Cellular functional and structural changes associated with metabolism are essential for understanding healthy tissue development and the progression of numerous diseases. Quantitatively monitoring of metabolic processes would spur medical research towards developing precise diagnostic tools, treatment methods, and preventive strategies for reducing the impact of the diseases. Unfortunately, established methods for this purpose are either destructive or require the use of exogenous agents. Recent work has highlighted the potential of endogenous two-photon excited fluorescence as a method to monitor subtle metabolic changes. In this thesis, we apply two-photon fluorescence lifetime imaging microscopy (FLIM) of intrinsic fluorophores for label-free metabolic imaging in pre-implantation embryos and other biological samples.

We exploited the intrinsically fluorescent coenzyme reduced nicotinamide adenine dinucleotide (NADH), an endogenous probe extensively used for metabolic imaging. We propose a graphical method using the phasor representation of the fluorescence decay to derive the absolute concentration of NADH in cells. Using phasor-FLIM, we identified unique metabolic states that distinguish embryonic stem cells from differentiating progeny.

We also apply the phasor-FLIM and hyperspectral microscopy to capture endogenous fluorescent biomarkers of pre-implantation embryos as a non-morphological and non-invasive caliber for embryo quality.

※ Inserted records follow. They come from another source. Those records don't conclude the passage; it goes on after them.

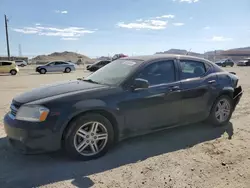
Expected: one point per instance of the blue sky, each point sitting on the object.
(133, 27)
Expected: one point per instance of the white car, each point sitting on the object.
(21, 63)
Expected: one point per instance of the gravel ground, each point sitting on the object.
(192, 156)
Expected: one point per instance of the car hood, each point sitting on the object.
(56, 89)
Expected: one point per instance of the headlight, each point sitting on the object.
(33, 113)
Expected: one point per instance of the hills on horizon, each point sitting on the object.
(72, 56)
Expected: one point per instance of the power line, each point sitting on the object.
(7, 36)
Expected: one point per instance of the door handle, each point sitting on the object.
(174, 88)
(212, 81)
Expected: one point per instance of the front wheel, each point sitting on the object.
(13, 72)
(43, 71)
(221, 111)
(68, 70)
(89, 137)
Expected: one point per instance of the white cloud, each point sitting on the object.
(187, 1)
(70, 32)
(220, 39)
(178, 24)
(69, 38)
(165, 16)
(144, 24)
(61, 11)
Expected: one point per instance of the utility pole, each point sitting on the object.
(20, 50)
(7, 36)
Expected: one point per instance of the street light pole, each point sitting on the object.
(7, 36)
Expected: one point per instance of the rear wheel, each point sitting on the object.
(13, 72)
(221, 111)
(68, 70)
(89, 137)
(43, 71)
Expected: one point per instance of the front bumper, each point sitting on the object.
(238, 92)
(30, 140)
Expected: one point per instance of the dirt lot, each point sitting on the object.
(192, 156)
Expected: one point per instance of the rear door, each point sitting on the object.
(51, 67)
(159, 105)
(198, 89)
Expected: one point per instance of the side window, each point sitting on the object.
(192, 69)
(102, 63)
(58, 63)
(106, 62)
(158, 73)
(6, 64)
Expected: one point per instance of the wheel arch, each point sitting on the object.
(105, 113)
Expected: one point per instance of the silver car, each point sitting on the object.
(56, 66)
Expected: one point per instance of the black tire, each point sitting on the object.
(13, 72)
(67, 70)
(212, 117)
(43, 71)
(75, 125)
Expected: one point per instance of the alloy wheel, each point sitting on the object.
(222, 111)
(90, 138)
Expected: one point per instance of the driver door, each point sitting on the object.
(157, 106)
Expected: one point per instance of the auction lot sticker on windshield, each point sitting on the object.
(130, 63)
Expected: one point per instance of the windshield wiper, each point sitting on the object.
(91, 81)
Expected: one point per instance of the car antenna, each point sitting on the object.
(188, 51)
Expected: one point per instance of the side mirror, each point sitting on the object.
(140, 84)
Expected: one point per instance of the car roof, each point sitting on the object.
(165, 56)
(7, 61)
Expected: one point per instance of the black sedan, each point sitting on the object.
(128, 97)
(97, 65)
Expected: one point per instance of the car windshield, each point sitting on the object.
(115, 72)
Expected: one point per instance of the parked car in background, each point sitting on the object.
(8, 67)
(128, 97)
(225, 63)
(56, 66)
(21, 63)
(97, 65)
(118, 56)
(245, 62)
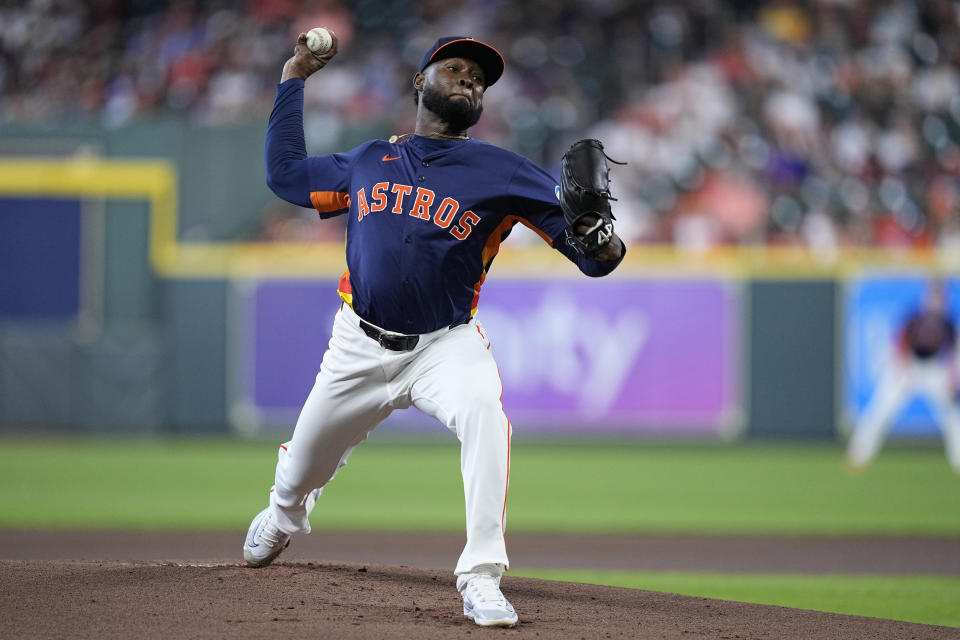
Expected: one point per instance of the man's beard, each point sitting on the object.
(459, 114)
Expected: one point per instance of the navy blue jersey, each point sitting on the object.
(425, 216)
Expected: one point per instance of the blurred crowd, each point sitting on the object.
(821, 123)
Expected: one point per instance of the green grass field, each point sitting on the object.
(571, 486)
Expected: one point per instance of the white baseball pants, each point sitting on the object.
(450, 375)
(897, 384)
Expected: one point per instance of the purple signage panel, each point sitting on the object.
(639, 356)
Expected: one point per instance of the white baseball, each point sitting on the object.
(319, 40)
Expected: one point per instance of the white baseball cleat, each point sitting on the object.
(483, 602)
(264, 541)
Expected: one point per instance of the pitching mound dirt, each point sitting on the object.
(71, 599)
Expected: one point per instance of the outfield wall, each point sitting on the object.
(124, 308)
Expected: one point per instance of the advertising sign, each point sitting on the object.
(633, 356)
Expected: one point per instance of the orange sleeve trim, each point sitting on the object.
(329, 201)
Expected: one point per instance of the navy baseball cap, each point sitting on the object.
(483, 54)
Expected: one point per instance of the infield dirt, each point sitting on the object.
(47, 592)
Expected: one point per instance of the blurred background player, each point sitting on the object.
(924, 362)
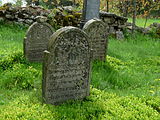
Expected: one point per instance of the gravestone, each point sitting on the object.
(66, 68)
(36, 40)
(97, 32)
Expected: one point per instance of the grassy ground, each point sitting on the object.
(141, 21)
(124, 87)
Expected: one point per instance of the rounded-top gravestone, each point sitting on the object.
(97, 32)
(66, 68)
(36, 41)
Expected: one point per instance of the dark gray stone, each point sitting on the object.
(91, 9)
(97, 32)
(66, 69)
(36, 41)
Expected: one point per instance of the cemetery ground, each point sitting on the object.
(126, 86)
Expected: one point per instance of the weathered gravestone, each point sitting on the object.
(66, 69)
(97, 32)
(36, 40)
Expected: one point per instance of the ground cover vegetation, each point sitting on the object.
(126, 86)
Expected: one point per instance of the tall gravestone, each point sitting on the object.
(66, 69)
(36, 40)
(97, 32)
(90, 10)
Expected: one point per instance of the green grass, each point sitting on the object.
(141, 21)
(125, 87)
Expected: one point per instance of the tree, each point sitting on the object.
(134, 15)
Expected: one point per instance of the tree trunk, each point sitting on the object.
(134, 16)
(107, 6)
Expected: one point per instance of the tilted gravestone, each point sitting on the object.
(36, 41)
(66, 69)
(97, 32)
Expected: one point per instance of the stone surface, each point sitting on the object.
(41, 19)
(91, 9)
(36, 41)
(66, 69)
(97, 32)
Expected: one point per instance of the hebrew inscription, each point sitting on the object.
(36, 41)
(66, 69)
(96, 31)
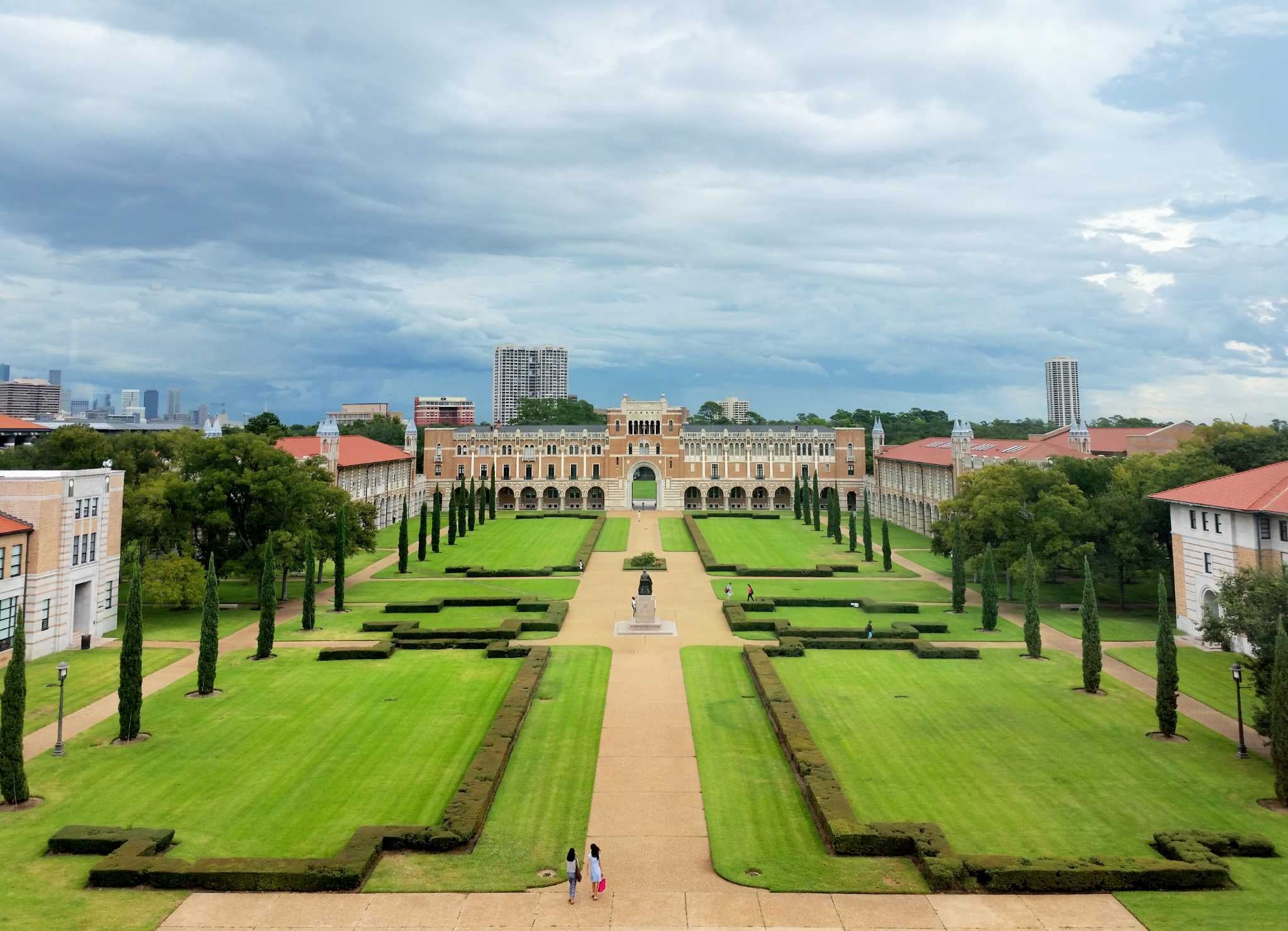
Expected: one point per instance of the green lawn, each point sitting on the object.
(248, 774)
(612, 537)
(505, 545)
(543, 805)
(1114, 625)
(418, 590)
(876, 590)
(675, 536)
(1204, 675)
(1010, 760)
(348, 625)
(91, 675)
(757, 817)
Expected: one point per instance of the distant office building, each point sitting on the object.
(736, 410)
(1064, 399)
(450, 411)
(30, 398)
(526, 372)
(355, 414)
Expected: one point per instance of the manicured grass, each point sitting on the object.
(418, 590)
(613, 536)
(505, 545)
(1114, 625)
(91, 675)
(877, 590)
(287, 762)
(675, 536)
(1204, 674)
(348, 625)
(757, 817)
(543, 805)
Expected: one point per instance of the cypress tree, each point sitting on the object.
(421, 538)
(1032, 620)
(451, 515)
(338, 559)
(208, 653)
(1169, 677)
(437, 523)
(129, 703)
(13, 710)
(1277, 703)
(1091, 660)
(867, 528)
(267, 605)
(958, 568)
(404, 545)
(988, 586)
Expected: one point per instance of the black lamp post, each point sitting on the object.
(1237, 672)
(62, 679)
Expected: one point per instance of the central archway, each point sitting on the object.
(645, 486)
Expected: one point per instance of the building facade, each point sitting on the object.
(30, 398)
(446, 411)
(378, 473)
(61, 536)
(696, 467)
(1064, 396)
(526, 372)
(909, 482)
(1220, 526)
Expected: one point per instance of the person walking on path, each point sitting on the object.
(574, 874)
(597, 872)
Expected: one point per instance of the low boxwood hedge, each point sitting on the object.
(136, 857)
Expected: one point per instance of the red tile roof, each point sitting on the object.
(11, 525)
(8, 424)
(938, 450)
(353, 450)
(1256, 489)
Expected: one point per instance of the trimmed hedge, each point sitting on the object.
(1192, 857)
(136, 857)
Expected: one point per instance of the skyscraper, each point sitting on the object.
(1064, 398)
(526, 372)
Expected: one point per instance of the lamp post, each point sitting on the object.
(1237, 672)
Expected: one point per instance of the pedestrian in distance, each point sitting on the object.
(574, 874)
(597, 872)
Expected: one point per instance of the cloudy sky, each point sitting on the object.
(811, 205)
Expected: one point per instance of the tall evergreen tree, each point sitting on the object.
(437, 526)
(129, 702)
(208, 653)
(404, 544)
(988, 590)
(1277, 703)
(13, 711)
(423, 537)
(1091, 659)
(338, 559)
(267, 605)
(1169, 679)
(1032, 620)
(867, 530)
(958, 567)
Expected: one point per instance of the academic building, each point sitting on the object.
(694, 467)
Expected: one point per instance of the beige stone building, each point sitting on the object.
(61, 542)
(694, 467)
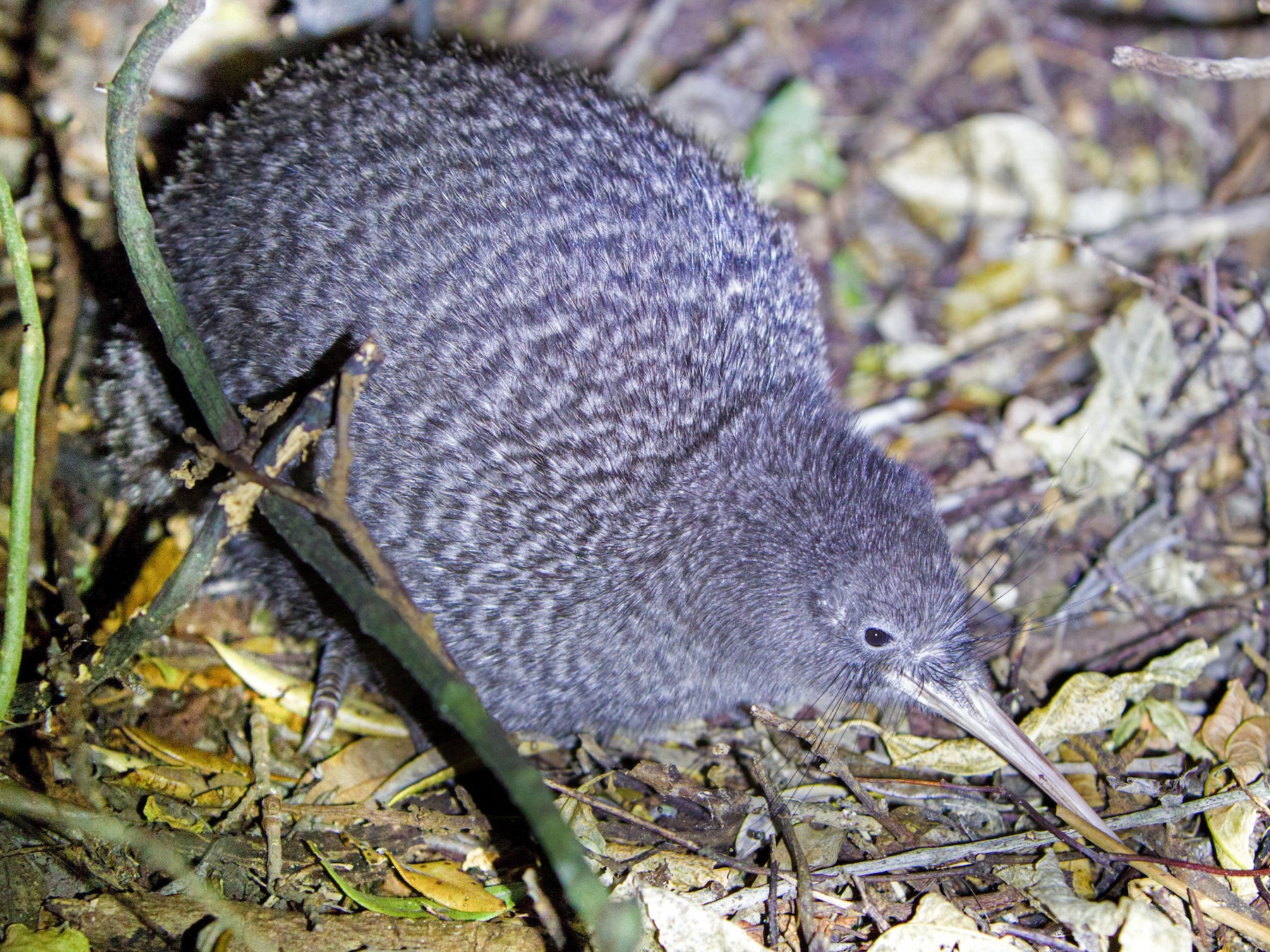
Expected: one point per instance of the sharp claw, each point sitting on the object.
(322, 725)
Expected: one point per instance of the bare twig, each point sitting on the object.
(1033, 841)
(271, 824)
(80, 825)
(1135, 57)
(781, 819)
(1168, 295)
(774, 895)
(876, 809)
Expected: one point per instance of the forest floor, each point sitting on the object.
(1041, 279)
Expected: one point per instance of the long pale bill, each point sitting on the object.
(976, 711)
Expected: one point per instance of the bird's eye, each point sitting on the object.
(876, 637)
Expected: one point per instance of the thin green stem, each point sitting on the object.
(130, 89)
(616, 926)
(31, 372)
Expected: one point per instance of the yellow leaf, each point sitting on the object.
(19, 939)
(183, 755)
(446, 884)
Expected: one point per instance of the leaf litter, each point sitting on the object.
(1098, 447)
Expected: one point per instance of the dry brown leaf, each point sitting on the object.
(356, 772)
(446, 884)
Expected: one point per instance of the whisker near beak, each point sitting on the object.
(976, 711)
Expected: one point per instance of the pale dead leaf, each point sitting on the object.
(684, 926)
(1238, 733)
(357, 769)
(938, 926)
(1099, 450)
(1086, 702)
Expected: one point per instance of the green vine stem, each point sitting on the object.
(616, 926)
(31, 372)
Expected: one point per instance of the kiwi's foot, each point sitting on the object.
(334, 669)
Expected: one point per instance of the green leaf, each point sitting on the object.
(1125, 728)
(787, 144)
(387, 905)
(1173, 724)
(19, 939)
(847, 281)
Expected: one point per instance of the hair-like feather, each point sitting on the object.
(603, 448)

We identify the unique spectroscopic trajectories at different stages of mouse pre-implantation development which can be further used to distinguish pre-implantation embryo quality using an artificial intelligence algorithm at the early compaction stage with 86% accuracy. Furthermore, we showed the heterogeneity and changes in the normal pre-implantation embryos and aneuploidy embryos treated with the spindle assembly checkpoint inhibitor during embryo division can be rapidly distinguished at blastocyst stage via spectra phasor.

Finally, we designed rapid and label-free single leukemia cell identification platform that combines high-throughput size-based separation of hemocytes, and leukemia cell identification through phasor approach and phasor-FLIM to quantify changes between free/bound NADH as an indirect measurement of metabolic alteration in living cells.

These examples illustrate the potential of fluorescence lifetime imaging microscopy for unveiling complex physiological processes. Detailed image analysis and combined microscopy modalities will continue to reveal and quantify fundamental biology that will support the advance of biomedicine.